Kılıç çekene, daha çok özgürlük ve ‘müzakere’ ile değil kılıçla cevap verilir. AKP bükemediği bileği öpmeye çalışmaktadır. Tayyip Erdoğan’ın “Yeni Türkiyesi” kendisinin ‘çoğulculuk’ dediği, çok uluslu, çok dilli, bölünmüş bir Türkiye’dir. İleri Demokrasi, kişi hak ve özgürlükleri değil, etnik özgürlüktür.
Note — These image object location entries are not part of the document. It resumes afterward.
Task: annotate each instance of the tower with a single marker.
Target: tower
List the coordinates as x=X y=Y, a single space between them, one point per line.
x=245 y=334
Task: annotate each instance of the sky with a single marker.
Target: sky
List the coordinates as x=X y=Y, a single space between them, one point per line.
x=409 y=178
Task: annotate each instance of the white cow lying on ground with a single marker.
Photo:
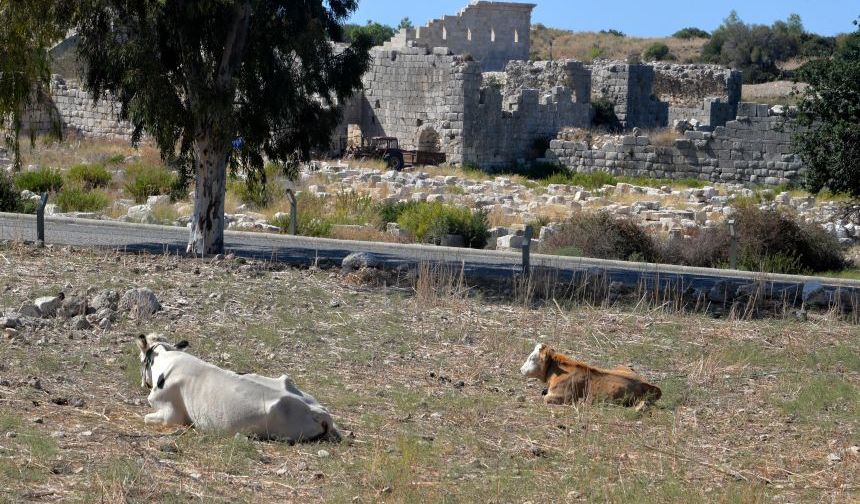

Son günlerde Kobani ayaklanmaları üzerine tekrarladıkları ‘Kamu Düzenini sağlamak’ ifadesi, 2003 den bu yana ‘çatışmasızlık’ adına devletin güvenlik güçlerini çekerek, bölgeyi ve bölge halkını rehin verdikleri PKK’ya bu tür olayları yapmamaları için ikazdır. IŞİD’in elinden Batılı Koalisyon güçleriyle anlaşarak ve hem de 29 Ekim gününe denk getirerek Peşmergeye, Türkiye üzerinden yol vermek suretiyle destekledikleri Kobani savaşı, Cizire ve Afrin ile birlikte, Türk Milletinden gizlemek için, Kürtçede batı anlamına geldiği halde Rojova olarak adlandırılan “Suriye Kürdistanı”(!)’nın inşası içindir. Artık sıra ‘Türkiye Kürdistanı(!)’na gelmektedir.
91 yıl sonra, Türkiye Cumhuriyeti’ni tasfiye projesi çok sinsice ve ustaca hazırlanmış bir terminolojiyle yürütüldüğü için halkımız tarafından hissedilememektedir. Önce Türkiye’nin tapusu Türklerden alınacak ve egemenlik paylaştırılacaktır. Egemenlik, iffet ve namus gibi olduğu için bölünme kabul etmez. Sürecin devamı iç çatışmadır. Irak örneği ortadadır. Irak Arap Cumhuriyeti, Irak Federal Cumhuriyetine dönüştürülerek, kuzey Irak Barzani yönetimine terk edilmiş, kuzeydeki bu bölgesel yönetim Irak’ın tamamına ise ortak yapılmıştır. Yeni Türkiye de aynen böyle paylaşılacaktır. Güney Doğu PKK’nın olacak ve PKK diğer bölgelerimize ise ortak olacaktır.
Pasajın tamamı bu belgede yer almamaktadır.